Prep 5 mins
Cook 10 mins
Jasmine Rice is a wonderful twist to rice. So I wanted to try it with some chicken.
- 1 cup soft jasmine rice, cooked
- 4 tablespoons fresh lemon juice, divided
- 1 whole roasting chicken, cooked, skinned, boned, chopped
- 2 garlic cloves, minced
- 1 tablespoon canola oil
- 1⁄2 cup finely chopped onion
- 1⁄4 cup chopped anaheim chili
- 2 tablespoons low sodium soy sauce
- 1 tablespoon fish sauce
- 1⁄2 teaspoon cinnamon
- 1⁄3 cup low sodium chicken broth, warm
- While rice is still warm, sprinkle with 1 tablespoon of the lemon juice and toss to mix well.

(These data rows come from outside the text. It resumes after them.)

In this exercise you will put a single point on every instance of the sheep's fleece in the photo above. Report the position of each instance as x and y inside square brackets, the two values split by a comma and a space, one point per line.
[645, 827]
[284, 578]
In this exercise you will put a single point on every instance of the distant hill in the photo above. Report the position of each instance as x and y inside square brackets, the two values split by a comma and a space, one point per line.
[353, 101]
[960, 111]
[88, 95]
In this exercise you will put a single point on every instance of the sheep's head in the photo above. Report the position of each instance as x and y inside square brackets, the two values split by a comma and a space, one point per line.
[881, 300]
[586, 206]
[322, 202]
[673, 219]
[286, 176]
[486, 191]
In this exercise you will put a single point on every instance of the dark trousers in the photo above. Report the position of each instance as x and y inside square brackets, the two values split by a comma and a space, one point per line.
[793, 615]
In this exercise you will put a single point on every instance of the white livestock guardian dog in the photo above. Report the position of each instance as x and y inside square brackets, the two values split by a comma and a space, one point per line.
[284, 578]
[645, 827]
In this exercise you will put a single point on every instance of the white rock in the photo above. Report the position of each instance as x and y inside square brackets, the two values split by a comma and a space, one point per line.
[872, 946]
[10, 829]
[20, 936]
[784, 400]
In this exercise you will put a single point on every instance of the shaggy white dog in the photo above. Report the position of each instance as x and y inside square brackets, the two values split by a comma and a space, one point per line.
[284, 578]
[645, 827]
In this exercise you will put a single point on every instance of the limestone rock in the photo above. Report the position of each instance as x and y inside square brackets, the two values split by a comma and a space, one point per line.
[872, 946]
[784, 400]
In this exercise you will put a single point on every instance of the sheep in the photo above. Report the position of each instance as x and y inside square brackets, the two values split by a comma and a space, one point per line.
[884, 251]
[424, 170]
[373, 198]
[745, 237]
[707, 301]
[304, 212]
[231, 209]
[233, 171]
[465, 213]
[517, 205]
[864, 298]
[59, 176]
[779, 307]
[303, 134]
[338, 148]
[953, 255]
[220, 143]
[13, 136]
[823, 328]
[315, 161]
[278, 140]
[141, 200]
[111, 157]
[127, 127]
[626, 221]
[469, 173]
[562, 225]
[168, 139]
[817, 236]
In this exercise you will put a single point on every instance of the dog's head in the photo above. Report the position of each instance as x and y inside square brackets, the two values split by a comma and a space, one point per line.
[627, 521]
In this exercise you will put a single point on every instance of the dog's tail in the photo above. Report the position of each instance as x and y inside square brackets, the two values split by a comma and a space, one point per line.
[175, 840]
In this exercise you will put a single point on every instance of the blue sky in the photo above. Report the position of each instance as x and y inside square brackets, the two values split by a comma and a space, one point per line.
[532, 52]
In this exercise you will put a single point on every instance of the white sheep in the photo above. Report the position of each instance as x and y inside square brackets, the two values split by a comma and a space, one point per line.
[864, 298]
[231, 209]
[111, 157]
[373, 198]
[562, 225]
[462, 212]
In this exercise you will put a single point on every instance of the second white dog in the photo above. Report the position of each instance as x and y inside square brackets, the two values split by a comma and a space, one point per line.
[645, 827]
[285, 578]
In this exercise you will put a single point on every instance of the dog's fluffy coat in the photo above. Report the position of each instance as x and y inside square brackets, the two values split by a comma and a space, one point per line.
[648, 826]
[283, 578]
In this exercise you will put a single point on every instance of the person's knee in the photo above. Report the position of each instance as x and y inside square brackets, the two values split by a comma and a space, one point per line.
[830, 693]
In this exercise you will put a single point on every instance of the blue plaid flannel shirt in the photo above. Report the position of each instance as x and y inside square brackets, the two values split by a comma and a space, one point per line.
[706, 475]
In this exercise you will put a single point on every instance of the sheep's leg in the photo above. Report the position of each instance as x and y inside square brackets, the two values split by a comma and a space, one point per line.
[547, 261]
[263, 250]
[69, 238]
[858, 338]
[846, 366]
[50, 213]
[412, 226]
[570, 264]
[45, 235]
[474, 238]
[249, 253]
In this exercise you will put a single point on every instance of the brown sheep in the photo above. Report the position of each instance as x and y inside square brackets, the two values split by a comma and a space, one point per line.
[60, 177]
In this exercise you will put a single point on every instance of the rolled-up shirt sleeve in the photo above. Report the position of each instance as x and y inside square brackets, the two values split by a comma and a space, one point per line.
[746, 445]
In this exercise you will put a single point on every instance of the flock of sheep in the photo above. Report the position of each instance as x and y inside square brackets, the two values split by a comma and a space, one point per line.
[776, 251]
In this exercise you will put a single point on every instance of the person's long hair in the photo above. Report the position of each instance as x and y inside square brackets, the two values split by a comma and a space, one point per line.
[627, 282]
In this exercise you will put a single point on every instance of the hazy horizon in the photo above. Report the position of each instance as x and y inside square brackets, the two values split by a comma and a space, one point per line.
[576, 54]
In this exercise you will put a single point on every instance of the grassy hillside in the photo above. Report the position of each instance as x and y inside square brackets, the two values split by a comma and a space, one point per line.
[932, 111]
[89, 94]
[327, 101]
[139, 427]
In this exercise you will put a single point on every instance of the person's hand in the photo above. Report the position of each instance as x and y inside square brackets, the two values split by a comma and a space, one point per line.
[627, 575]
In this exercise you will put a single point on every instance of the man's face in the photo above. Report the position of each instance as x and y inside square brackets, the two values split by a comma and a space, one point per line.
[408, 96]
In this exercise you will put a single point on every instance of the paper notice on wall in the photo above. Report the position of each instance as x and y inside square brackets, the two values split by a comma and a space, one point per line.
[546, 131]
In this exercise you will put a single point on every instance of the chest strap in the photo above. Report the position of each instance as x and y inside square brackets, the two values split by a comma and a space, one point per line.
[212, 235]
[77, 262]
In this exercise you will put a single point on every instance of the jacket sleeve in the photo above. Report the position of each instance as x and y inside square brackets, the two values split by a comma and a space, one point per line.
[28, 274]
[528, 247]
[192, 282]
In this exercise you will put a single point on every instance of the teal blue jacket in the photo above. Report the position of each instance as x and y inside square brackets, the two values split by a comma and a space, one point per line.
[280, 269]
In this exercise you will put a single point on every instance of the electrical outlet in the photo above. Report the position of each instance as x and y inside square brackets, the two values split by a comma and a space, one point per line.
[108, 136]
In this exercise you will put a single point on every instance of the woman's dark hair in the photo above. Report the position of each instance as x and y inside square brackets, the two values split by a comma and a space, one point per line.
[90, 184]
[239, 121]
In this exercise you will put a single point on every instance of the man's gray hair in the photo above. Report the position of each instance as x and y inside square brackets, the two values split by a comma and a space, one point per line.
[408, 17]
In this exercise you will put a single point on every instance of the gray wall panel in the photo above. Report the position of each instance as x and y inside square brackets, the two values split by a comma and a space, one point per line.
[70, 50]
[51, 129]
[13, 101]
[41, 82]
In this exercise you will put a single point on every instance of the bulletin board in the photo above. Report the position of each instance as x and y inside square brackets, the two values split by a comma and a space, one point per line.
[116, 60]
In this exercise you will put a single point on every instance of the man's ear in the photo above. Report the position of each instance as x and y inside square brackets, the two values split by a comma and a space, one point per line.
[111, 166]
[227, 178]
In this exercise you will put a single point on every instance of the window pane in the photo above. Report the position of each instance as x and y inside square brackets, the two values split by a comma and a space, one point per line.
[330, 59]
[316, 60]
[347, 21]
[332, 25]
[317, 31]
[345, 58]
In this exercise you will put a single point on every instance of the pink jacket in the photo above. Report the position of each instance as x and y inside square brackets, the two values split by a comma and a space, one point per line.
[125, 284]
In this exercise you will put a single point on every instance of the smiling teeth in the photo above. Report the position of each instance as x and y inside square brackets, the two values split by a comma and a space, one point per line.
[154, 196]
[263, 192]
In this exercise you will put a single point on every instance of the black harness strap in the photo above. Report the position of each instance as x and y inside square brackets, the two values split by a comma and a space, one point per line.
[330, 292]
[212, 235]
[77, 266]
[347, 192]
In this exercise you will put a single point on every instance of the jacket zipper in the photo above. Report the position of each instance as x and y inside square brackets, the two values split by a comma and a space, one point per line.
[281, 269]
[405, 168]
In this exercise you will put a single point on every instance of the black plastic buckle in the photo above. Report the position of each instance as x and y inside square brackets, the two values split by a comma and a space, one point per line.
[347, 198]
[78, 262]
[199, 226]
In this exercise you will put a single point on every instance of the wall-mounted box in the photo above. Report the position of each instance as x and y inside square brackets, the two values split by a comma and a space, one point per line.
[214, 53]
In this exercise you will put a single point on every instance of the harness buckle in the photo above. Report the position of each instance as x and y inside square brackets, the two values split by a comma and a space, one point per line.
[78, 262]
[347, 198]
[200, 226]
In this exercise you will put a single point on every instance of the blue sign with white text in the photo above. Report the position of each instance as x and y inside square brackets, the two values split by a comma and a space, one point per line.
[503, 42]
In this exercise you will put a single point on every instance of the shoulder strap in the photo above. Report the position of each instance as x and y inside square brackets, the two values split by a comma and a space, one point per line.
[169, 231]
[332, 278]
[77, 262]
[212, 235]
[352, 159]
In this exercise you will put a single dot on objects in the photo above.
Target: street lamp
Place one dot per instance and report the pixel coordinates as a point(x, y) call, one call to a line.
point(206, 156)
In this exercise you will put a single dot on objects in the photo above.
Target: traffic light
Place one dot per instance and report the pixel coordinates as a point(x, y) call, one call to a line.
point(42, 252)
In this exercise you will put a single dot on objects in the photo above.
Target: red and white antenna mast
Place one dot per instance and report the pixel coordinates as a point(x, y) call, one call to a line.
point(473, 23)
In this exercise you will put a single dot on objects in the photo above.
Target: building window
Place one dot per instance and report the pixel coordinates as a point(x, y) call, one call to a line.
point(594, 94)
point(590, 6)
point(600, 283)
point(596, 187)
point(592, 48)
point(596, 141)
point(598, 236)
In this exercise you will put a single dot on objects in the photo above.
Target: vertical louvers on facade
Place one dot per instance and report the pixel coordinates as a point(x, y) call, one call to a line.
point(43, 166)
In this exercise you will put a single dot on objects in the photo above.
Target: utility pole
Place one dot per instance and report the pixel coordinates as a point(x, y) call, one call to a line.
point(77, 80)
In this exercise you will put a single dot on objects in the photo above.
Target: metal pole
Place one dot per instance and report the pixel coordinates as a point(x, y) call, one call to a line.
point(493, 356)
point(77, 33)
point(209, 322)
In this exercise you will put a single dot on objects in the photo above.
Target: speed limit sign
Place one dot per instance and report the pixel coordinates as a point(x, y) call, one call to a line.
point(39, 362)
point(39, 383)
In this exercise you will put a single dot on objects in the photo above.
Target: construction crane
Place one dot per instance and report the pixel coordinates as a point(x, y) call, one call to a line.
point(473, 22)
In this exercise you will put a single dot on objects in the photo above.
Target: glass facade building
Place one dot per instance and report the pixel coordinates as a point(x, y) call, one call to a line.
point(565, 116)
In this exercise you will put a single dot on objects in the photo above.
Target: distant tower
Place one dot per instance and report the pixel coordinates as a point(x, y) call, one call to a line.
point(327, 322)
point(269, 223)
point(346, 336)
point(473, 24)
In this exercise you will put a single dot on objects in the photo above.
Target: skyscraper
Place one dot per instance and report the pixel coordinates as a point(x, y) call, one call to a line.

- While chicken is still warm, sprinkle with remaining 3 tablespoons lemon juice and garlic.
- In large nonstick skillet, heat oil over medium high heat; add onions and peppers, stirring constantly for about 1 minute.
- Add chicken and stir fry about 1 minute.
- Add cooked rice and stir-fry.
- Add soy sauce, fish sauce and cinnamon, cooking and stirring until heated through, about 1 minute.
- Pour chicken broth over all and stir fry 1 minute more.